|Poster images for Ghosts|
One preoccupation which has united all four performances of Ibsen plays I’ve been lucky enough to see over the last year or so has been an obsession with space. There was the revolving set for The Doll’s House at the Young Vic, which meant that Nora was always on view and her home life seemed set up and unreal; there was the gradual compression of the stage in the production of The Enemy of the People I saw in Dublin, which helped create an atmosphere of domestic and political oppression. And in Hedda Gabler internal glass partitions and doors allowed us to penetrate deeper into the home and continue to watch behind closed doors.
This production of Ibsen’s 1881 Ghosts at the Almeida took this last idea and developed it even further. Tim Hatley’s design allowed us to see into the room beyond that of the main action, and so watch the ghostly echoes of the past play out, and also at times the world outside the Alvings’ house. Peter Mumford’s clever lighting meant at times these divisions were transparent, at others reflective, creating atmospheric shadows and adding to the increasing doom. By the time Mrs Alving, Regina and Oswald sit over their champagne, the stage is in darkness, lit only by a single lamp. And Oswald’s final plea ‘Give me the sun’ is fulfilled in a blaze of red light which replicates perfectly a beautiful, if terrible, dawn.
Richard Eyre’s production doesn’t just look wonderful. The cast is strong and well-chosen. Lesley Manville’s Mrs Alving is entirely believable – strong but suffering, damaged by her past but still capable of moments of passionate hope and longing.
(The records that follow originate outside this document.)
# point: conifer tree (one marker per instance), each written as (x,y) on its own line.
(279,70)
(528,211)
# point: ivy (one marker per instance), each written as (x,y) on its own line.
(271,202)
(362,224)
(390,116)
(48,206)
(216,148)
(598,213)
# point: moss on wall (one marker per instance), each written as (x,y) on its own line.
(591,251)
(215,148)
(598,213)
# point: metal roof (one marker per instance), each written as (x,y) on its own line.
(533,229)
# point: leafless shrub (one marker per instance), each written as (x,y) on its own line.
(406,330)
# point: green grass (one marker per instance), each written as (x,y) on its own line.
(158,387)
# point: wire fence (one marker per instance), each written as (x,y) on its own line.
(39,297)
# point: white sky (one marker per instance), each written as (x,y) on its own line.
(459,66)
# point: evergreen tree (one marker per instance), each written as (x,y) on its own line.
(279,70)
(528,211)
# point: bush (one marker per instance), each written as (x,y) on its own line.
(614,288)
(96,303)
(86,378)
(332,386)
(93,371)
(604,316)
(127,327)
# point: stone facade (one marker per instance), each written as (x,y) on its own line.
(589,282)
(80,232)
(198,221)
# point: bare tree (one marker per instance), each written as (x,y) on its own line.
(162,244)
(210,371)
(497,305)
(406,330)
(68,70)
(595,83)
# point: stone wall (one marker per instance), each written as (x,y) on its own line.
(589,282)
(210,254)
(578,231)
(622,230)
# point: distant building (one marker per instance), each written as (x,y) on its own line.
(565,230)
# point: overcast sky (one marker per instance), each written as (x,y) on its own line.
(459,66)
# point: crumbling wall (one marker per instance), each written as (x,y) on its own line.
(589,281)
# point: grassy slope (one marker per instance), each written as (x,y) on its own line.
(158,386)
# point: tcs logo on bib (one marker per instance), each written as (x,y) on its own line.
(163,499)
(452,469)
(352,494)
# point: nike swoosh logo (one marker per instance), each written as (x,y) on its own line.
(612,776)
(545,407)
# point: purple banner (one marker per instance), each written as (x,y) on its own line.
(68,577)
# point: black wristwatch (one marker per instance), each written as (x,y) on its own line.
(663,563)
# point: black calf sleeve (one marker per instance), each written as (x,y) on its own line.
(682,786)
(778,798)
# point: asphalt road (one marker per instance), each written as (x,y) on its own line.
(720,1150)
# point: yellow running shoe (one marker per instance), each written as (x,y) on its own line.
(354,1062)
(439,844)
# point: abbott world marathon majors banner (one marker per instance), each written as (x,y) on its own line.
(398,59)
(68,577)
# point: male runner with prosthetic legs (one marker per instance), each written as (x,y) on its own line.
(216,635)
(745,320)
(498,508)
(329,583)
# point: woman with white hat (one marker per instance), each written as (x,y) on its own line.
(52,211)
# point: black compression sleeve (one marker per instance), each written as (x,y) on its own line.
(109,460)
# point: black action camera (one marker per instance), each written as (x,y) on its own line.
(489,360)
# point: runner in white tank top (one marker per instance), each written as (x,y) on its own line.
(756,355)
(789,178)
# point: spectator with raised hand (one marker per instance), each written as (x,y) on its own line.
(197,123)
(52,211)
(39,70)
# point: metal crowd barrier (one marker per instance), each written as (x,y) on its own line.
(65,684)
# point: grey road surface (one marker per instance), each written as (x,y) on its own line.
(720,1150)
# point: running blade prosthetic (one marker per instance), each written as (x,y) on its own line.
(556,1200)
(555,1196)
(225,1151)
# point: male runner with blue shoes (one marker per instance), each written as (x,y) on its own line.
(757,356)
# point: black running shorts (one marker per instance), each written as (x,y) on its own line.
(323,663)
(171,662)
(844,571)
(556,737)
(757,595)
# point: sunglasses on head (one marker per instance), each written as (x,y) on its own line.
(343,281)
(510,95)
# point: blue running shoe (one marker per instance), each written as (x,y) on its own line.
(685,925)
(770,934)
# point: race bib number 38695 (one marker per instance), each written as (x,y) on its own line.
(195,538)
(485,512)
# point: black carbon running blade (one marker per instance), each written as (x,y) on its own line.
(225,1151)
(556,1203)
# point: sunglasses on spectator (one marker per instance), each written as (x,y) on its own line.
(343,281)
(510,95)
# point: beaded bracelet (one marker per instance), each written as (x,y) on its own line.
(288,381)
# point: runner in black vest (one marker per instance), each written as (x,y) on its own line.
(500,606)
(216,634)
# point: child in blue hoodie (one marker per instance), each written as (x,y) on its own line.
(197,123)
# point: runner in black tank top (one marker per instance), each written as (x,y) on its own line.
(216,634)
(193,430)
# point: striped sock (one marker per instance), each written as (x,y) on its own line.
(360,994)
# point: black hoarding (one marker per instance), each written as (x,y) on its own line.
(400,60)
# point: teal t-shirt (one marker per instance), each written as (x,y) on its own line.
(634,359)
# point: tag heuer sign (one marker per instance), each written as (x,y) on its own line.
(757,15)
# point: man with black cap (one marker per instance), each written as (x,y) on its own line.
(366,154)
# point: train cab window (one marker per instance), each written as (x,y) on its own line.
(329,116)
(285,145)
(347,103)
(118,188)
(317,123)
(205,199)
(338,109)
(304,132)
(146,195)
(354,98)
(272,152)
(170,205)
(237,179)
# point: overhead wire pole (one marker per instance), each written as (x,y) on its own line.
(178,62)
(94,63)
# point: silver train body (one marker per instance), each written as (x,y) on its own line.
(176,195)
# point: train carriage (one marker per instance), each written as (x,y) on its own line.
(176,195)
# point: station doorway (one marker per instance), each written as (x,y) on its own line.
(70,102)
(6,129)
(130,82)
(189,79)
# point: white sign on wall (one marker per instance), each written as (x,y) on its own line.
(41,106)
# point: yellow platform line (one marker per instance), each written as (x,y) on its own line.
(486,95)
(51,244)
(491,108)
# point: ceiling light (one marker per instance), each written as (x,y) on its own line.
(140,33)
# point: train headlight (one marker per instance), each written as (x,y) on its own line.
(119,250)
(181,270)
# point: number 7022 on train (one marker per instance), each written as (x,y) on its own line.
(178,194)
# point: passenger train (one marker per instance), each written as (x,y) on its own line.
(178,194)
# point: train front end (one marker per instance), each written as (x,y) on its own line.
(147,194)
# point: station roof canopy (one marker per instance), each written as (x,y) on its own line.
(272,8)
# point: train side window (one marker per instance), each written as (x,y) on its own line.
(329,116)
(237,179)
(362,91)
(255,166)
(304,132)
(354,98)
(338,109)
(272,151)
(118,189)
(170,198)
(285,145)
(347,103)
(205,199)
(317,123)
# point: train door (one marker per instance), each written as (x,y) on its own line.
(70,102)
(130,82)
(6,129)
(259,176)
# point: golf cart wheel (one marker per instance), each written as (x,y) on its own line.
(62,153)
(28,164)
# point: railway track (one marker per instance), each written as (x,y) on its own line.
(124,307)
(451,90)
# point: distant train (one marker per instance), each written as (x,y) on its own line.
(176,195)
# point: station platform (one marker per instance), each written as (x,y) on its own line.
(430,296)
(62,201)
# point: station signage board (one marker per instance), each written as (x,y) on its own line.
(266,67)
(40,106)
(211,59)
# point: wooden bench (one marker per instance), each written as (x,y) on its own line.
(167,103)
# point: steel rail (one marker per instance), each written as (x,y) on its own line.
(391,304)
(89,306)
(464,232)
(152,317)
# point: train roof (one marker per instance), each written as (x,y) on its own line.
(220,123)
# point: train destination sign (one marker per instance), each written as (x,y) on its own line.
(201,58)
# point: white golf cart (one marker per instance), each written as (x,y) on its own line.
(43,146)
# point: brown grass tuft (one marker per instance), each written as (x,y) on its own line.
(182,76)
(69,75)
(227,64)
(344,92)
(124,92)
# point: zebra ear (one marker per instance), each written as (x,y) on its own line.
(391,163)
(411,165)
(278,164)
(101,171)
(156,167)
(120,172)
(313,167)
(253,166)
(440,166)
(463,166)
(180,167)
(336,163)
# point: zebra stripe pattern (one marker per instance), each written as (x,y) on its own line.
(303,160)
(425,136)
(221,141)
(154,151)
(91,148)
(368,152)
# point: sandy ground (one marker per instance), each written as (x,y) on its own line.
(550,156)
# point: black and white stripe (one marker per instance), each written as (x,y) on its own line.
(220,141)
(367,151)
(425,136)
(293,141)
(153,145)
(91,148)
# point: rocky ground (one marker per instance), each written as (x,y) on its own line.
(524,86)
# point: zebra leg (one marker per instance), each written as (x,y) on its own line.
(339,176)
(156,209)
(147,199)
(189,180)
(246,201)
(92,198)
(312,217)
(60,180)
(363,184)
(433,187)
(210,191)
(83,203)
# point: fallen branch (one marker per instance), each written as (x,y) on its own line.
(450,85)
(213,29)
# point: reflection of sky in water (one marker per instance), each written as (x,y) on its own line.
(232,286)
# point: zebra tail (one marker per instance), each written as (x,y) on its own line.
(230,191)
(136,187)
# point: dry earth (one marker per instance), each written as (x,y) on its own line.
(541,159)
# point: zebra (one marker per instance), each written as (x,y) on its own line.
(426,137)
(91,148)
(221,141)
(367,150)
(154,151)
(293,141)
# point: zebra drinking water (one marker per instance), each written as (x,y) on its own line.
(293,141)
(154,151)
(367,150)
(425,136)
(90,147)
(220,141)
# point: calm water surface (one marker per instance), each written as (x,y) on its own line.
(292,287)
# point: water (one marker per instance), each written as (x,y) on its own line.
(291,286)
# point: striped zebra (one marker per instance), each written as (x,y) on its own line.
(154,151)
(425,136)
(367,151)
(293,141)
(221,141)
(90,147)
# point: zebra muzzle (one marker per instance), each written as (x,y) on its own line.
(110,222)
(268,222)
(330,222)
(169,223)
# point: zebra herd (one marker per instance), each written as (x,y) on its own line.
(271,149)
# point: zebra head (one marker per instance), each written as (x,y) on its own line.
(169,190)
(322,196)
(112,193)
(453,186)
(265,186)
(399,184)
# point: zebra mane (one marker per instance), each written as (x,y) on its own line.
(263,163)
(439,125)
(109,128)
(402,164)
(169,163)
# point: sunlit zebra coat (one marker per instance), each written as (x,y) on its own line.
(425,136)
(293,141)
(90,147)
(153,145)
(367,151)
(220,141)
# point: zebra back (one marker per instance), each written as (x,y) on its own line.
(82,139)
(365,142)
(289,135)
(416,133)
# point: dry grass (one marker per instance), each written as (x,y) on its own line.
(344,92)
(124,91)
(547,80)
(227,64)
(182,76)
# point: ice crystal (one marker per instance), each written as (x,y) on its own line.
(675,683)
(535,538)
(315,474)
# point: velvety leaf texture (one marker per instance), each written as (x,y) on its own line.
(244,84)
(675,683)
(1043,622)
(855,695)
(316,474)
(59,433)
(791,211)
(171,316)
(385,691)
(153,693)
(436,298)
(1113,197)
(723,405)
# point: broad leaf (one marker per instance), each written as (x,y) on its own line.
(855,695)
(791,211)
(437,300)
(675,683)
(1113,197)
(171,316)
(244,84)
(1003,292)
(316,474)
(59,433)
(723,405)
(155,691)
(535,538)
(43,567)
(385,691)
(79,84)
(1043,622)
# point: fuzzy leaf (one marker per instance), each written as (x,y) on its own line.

The scenes between her and her son (Jack Lowden) were among the most affective, playing well with physical distance and blocking, and showcasing Manville’s acting at its most reactive. Charlene McKenna brings something fresh to the Regina role, which I think can come off in some productions as a little superficial when compared with the other characters. As she is here, Regina is simply youthful, but while given to these childish flights of fancy, is ultimately practical and highly capable – ‘worthy’ of the trust Oswald wished to place in her and similar in her pragmatism to her ‘father’ (played here by Brian McCardie).
|Photograph from Ghosts - Hugo Glendenning|
Only Will Keen’s Pastor Manders comes off as a little cardboard-cut-out but this is the fault of the adaption, not the actor. Eyre’s script seeks clarity and followability but one problem it risks is that the Pastor appears to be wrong headedly conservative, and is subject to the full force of twenty-first-century liberal censure from the audience accordingly. As Manders seems to be the butt of a joke relying on hindsight, the moral complexity of his position (as much as Mrs Alving’s) becomes ignored.
There were other instances where the script seemed overstated or choices questionable – e.g. the certainty of the consensual nature of the Captain’s relationship with the maid, and the use of explicit statement where inference seemed apt. But these questions were just observations about the production I would have loved to have discussed with the director/adaptor, rather than hindrances to the enjoyability of the play.
All considered, this is a great production, which is cleverly conceived, cohesive in its design and brilliantly executed - well worth watching.